Institutional Knowledge and the Limits of Static Context

What makes this work particularly significant is its alignment with how human developers actually join complex projects. A senior engineer onboarding to a new codebase does not merely read the current state of the files. She performs code archaeology, examining historical commits to understand why certain abstractions were introduced, which patterns are considered idiomatic, and how the maintainers prefer to structure control flow. The Learning to Commit framework operationalizes this archaeological process, treating the commit graph as a curriculum for organizational learning.

However, this methodology carries inherent constraints that warrant honest discussion. The approach assumes a rich, high quality commit history with meaningful commit messages and atomic changes. Poorly maintained repositories with monolithic commits or sparse documentation may not provide sufficient signal for effective skill distillation. Additionally, the computational cost of performing contrastive reflection across thousands of historical commits, while training free, may be prohibitive for some deployment scenarios.

There is also a deeper epistemological question regarding the generalization of these skills. The paper validates on an expert maintained internal repository, but the extent to which skills extracted from one module generalize to distant components of the same codebase, or how they handle architectural pivots and breaking changes, remains an open empirical question. The supervised nature of the reflection (comparing against oracle diffs) prevents the accumulation of self reinforcing errors that plague unsupervised continual learning approaches, but it also limits the method to historical data where ground truth is available.

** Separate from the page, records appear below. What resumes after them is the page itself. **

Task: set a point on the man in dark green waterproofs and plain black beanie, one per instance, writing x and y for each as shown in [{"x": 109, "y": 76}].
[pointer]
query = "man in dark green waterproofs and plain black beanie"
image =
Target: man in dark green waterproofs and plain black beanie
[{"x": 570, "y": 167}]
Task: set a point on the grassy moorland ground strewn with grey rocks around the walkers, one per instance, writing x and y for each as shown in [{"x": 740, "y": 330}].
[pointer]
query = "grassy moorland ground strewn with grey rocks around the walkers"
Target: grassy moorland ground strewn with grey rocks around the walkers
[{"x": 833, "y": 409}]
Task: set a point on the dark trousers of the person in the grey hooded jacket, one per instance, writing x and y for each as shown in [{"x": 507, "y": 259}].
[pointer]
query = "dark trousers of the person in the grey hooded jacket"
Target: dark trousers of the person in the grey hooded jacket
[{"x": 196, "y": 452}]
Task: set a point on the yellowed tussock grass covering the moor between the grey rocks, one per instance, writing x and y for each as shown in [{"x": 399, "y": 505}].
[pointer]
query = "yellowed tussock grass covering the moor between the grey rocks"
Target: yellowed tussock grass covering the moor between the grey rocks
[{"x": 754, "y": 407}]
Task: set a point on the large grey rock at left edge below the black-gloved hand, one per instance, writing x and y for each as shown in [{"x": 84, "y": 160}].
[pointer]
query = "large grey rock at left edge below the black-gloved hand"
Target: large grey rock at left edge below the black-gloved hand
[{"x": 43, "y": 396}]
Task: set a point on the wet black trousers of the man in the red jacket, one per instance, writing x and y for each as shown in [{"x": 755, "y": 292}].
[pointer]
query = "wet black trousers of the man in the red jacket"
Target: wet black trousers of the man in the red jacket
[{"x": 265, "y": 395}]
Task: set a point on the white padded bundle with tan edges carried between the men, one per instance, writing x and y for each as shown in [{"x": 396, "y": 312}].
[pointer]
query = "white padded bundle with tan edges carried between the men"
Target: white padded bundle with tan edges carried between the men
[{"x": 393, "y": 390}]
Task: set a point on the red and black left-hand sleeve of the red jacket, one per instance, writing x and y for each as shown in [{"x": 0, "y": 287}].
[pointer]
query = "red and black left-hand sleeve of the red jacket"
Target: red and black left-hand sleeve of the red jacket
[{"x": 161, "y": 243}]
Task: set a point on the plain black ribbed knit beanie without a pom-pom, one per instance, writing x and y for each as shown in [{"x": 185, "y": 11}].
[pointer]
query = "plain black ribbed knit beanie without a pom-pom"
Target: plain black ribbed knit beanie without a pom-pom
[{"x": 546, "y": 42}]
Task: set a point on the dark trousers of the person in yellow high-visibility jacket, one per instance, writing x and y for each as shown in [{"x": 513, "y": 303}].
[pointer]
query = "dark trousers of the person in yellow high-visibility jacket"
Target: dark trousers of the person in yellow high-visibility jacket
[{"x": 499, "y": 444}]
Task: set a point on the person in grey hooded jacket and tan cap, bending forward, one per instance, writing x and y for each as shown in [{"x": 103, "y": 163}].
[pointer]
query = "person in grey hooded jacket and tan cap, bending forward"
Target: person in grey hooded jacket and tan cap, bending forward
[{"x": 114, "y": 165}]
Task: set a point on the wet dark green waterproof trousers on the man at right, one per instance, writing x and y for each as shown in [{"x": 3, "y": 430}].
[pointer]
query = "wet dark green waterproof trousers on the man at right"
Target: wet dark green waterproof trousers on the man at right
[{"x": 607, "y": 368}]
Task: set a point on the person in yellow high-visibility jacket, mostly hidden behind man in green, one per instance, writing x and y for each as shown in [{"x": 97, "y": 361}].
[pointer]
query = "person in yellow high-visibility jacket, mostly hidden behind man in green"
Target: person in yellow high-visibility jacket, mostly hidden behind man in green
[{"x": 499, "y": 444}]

The Temporal Turn in Agent Design

Beyond software engineering, this work signals a broader shift in how we conceptualize intelligent agents. The field is moving from systems that manage context within a single session toward systems that maintain and update memory across sessions and time. The recognition that why a function changed in March 2023 often matters more than its current implementation represents a fundamental reorientation from state based to process based understanding.

In this view, a repository is not a text corpus but an evolutionary record. The same temporal logic applies to legal document analysis, scientific literature review, and medical patient history management. Any domain characterized by sequential artifacts with accumulated institutional knowledge could benefit from similar approaches to supervised contrastive reflection.

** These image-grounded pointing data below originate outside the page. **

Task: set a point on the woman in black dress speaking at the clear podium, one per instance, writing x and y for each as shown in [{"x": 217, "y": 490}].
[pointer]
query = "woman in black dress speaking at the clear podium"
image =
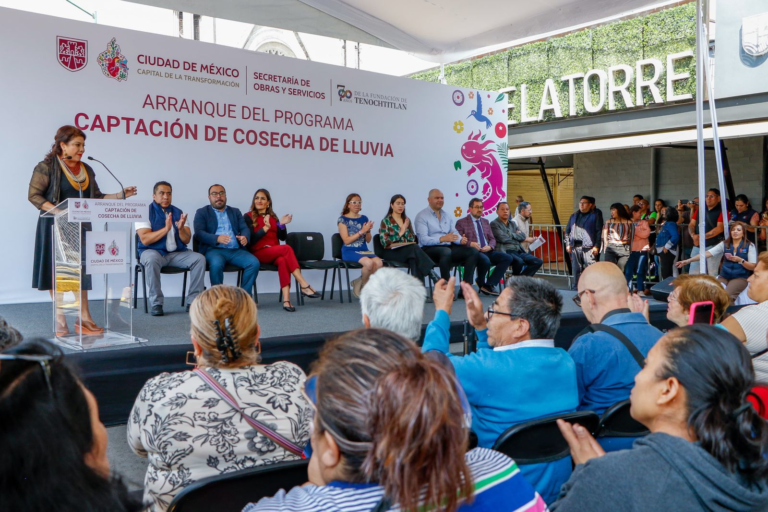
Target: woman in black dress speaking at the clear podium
[{"x": 60, "y": 176}]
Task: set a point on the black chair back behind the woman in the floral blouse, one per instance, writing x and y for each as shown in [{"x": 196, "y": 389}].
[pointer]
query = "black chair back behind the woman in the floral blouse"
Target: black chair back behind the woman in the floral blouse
[{"x": 231, "y": 492}]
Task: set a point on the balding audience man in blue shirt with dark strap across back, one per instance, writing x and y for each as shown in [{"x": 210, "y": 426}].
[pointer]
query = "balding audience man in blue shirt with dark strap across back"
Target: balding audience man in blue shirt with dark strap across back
[{"x": 605, "y": 367}]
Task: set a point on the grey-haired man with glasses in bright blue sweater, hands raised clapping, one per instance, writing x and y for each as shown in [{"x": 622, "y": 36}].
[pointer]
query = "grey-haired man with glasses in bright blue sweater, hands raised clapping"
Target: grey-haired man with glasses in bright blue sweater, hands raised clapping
[{"x": 517, "y": 374}]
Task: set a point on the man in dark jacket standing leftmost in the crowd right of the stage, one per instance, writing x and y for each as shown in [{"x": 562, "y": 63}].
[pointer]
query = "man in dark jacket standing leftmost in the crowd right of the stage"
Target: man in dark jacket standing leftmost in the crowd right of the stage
[{"x": 582, "y": 237}]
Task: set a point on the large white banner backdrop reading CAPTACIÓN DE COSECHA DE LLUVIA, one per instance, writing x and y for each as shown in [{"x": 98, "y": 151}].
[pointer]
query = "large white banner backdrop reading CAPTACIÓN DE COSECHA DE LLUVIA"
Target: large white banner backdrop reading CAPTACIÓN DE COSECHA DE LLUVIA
[{"x": 194, "y": 114}]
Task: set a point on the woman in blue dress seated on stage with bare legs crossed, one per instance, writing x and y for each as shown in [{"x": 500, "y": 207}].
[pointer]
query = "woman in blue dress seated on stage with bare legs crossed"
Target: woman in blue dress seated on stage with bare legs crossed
[{"x": 355, "y": 230}]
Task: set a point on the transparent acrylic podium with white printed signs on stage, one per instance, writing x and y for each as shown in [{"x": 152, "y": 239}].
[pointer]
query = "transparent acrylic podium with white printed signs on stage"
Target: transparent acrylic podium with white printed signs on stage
[{"x": 99, "y": 261}]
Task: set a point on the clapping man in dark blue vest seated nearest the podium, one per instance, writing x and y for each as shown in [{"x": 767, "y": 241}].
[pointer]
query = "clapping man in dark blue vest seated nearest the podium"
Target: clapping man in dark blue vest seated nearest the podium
[{"x": 163, "y": 242}]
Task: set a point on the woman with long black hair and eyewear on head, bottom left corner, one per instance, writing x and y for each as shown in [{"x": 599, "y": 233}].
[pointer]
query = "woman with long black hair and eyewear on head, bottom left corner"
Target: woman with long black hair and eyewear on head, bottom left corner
[{"x": 53, "y": 445}]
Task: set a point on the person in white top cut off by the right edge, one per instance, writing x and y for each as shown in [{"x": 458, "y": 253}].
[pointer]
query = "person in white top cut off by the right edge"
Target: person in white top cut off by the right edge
[{"x": 750, "y": 323}]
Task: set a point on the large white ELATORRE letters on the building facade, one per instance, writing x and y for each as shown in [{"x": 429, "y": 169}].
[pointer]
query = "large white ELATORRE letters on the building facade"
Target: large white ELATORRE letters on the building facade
[{"x": 609, "y": 87}]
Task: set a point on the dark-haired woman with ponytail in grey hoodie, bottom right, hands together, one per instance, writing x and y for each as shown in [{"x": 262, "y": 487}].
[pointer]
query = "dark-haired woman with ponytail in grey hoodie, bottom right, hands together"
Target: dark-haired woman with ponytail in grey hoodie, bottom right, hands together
[{"x": 706, "y": 450}]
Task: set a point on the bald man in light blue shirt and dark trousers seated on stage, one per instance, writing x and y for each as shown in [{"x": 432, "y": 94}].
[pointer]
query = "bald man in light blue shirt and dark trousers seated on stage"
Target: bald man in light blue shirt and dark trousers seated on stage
[{"x": 440, "y": 240}]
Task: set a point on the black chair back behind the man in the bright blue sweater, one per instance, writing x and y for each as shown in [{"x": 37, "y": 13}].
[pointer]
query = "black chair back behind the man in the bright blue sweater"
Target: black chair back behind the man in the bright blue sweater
[{"x": 539, "y": 441}]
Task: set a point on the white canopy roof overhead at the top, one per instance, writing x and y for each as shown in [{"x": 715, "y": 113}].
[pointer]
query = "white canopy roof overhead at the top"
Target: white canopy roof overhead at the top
[{"x": 436, "y": 30}]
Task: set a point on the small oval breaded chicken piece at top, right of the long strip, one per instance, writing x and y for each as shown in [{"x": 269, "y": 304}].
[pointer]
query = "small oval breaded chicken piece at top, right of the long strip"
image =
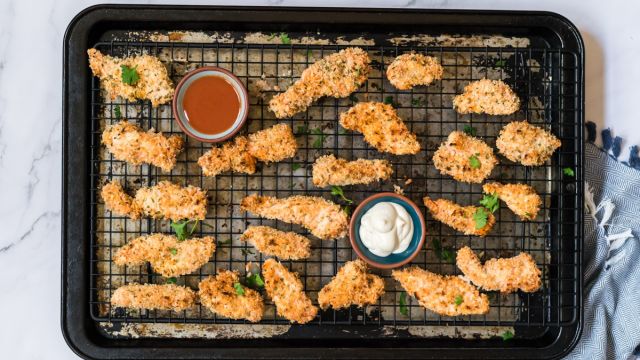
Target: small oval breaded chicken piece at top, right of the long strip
[{"x": 409, "y": 70}]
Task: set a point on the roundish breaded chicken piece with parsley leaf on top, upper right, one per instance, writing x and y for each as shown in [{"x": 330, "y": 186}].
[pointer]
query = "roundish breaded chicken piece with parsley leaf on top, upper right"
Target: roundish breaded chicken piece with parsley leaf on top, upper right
[{"x": 465, "y": 158}]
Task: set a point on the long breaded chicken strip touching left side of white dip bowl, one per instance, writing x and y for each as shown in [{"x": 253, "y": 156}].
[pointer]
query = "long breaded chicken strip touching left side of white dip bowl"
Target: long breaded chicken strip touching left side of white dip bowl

The Learning to Commit framework establishes repository personalized adaptation as a first class evaluation objective. By measuring organicity alongside correctness, and by enforcing chronological evaluation splits that guarantee zero data leakage, the authors provide a rigorous paradigm for assessing whether agents truly understand a codebase or merely approximate its surface features. As coding agents move from benchmark environments to industrial deployment, this distinction between alien code and organic contributions will likely determine their practical utility far more than pass rates on standardized tests.